Dr. Andy Gill, general manager of B-hive Innovations, said: "The UK potato industry is facing significant challenges, and it's crucial that we find innovative solutions to ensure its long-term viability. This project represents a major step forward in our efforts to address issues such as bruising-related losses and changing consumer preferences."

Dr. Rob Hancock, research scientist at the James Hutton Institute, said: "Gene editing and other precision breeding technologies offer unprecedented opportunities to rapidly enhance the traits of potatoes, meeting the need to quickly respond to the changing preferences of consumers. By targeting specific genes responsible for traits like bruising susceptibility and cooking times, we can create varieties that meet the needs of both growers and consumers."

A key part of the project involves sequencing the genome of the Maris Piper potato, a beloved variety in the UK. This foundational work will pave the way for future targeted gene editing to enhance other desirable traits.

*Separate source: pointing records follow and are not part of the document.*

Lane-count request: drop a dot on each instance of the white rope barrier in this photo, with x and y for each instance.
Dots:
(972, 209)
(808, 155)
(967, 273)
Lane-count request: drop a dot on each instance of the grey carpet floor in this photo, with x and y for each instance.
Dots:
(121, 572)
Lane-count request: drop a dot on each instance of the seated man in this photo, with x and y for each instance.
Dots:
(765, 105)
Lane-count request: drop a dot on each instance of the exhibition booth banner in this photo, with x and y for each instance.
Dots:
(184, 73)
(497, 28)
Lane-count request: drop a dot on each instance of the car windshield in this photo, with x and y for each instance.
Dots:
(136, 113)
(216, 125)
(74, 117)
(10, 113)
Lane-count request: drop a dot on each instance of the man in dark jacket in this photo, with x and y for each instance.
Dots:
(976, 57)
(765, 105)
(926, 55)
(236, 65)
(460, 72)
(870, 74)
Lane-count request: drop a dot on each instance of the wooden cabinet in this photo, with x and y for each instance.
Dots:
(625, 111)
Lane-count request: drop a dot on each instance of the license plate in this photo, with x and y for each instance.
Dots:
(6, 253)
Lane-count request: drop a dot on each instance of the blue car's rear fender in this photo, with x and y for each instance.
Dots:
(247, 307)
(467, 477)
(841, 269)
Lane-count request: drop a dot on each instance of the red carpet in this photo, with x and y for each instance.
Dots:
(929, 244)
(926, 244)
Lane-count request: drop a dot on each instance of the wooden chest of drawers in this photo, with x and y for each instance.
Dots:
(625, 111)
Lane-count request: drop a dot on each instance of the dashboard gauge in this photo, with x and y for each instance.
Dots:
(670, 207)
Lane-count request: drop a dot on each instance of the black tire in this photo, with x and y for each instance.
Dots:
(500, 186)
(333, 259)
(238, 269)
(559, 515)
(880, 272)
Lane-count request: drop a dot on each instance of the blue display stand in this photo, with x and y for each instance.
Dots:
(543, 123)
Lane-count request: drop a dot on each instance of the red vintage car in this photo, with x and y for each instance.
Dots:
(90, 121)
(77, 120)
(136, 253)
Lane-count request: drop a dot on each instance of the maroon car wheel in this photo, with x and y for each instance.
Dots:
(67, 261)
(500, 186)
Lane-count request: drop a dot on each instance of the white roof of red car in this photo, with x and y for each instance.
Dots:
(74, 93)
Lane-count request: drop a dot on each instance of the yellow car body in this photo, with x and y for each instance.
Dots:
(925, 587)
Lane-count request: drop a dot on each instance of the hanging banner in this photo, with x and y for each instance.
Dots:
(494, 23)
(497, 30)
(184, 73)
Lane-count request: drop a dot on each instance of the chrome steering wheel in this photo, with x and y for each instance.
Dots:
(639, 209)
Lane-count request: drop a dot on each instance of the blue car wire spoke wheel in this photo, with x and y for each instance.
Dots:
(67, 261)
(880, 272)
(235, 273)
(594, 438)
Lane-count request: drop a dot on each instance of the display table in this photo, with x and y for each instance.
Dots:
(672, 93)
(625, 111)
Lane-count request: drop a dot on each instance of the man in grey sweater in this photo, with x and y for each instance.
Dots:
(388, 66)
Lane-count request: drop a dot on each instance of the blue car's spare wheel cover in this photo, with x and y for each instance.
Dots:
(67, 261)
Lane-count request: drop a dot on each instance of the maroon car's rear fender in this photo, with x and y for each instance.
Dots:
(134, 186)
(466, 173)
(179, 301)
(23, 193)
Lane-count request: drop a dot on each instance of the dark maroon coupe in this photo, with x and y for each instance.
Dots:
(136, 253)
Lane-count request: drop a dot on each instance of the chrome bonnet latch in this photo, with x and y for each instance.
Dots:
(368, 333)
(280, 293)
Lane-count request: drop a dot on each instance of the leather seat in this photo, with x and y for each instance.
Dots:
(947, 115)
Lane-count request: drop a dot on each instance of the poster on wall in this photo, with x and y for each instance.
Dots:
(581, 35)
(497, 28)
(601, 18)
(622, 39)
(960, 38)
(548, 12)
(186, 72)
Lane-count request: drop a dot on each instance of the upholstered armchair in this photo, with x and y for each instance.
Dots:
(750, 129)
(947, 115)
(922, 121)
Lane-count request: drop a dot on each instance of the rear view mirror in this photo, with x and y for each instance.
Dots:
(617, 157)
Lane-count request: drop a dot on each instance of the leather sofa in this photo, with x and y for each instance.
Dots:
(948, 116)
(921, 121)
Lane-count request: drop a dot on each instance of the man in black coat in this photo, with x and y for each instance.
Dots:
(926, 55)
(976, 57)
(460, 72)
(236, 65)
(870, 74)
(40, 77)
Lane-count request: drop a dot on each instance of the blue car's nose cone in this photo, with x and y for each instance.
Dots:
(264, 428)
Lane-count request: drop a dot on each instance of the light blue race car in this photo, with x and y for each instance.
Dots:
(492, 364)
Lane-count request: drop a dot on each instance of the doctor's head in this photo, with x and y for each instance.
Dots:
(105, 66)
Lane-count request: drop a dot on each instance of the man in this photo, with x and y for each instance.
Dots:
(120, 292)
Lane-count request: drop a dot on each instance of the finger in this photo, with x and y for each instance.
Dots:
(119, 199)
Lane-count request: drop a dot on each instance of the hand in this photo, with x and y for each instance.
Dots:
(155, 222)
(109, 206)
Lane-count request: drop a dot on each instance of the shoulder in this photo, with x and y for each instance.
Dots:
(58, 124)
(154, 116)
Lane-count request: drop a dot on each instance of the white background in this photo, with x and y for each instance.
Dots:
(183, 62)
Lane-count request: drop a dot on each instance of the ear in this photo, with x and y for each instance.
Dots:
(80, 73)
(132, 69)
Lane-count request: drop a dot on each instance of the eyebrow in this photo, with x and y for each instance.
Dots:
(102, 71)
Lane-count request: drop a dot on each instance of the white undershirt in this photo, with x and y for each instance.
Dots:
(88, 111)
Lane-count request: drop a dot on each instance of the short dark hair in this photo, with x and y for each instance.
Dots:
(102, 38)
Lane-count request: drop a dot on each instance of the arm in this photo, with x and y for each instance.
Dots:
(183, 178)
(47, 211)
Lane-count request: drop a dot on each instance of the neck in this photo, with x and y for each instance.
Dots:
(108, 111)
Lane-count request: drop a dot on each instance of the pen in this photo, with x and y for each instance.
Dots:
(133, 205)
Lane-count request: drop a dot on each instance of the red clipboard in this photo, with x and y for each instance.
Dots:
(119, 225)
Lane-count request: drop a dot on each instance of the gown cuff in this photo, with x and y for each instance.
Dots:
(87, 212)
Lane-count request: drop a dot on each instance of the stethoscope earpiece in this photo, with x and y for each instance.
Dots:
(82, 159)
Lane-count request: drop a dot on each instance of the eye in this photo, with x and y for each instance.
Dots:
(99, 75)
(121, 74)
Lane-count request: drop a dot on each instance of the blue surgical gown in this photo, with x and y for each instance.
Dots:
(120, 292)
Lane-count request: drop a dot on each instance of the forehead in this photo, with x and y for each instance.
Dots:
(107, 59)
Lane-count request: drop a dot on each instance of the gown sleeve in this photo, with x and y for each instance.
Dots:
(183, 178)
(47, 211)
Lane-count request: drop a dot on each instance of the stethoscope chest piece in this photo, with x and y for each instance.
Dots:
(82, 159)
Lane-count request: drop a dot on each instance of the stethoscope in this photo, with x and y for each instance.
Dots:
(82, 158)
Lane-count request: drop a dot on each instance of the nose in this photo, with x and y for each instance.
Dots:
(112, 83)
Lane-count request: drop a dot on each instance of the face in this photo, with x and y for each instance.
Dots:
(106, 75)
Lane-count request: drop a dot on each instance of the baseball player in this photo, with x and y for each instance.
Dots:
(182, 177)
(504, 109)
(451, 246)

Barbara Correia, principal research scientist at B-hive added: “This project leverages the bioinformatics expertise in our business and the genome sequencing allows us to build a pipeline to address other issues in potato farming, such as disease resistance, as we move towards the creation of a Super Spud. It also means that we can apply our skills more easily to other crops, thereby helping more of the UK’s fresh produce sector and safeguarding global food security.”

Combatting Fusarium Basal Rot in onions  

B-hive Innovations has also joined with the British onion sector to develop a pioneering research programme into preventing crop loss from Fusarium Basal Rot (FBR), a devastating infection caused by a soil-borne fungus.

Called ‘FUSED - Integrated fusarium early diagnostic and management’ is a 24-month, £1 million project aiming to define better ways of detecting and managing FBR infection, particularly at the earliest stages of onion production. FBR disease can attribute up to 40% of crop losses for growers, which currently costs the onion industry more than £10 million a year.

Dr. Mercedes Torres Torres, B-hive’s head of machine learning, said: “Our goal is to detect infected onions during growth and at the earliest possible stages, and we are excited by the challenge this brings. We’ll be drawing on our considerable expertise in remote sensing, including use of hyperspectral imaging in agriculture, and are confident that we can find better ways of detecting disease.”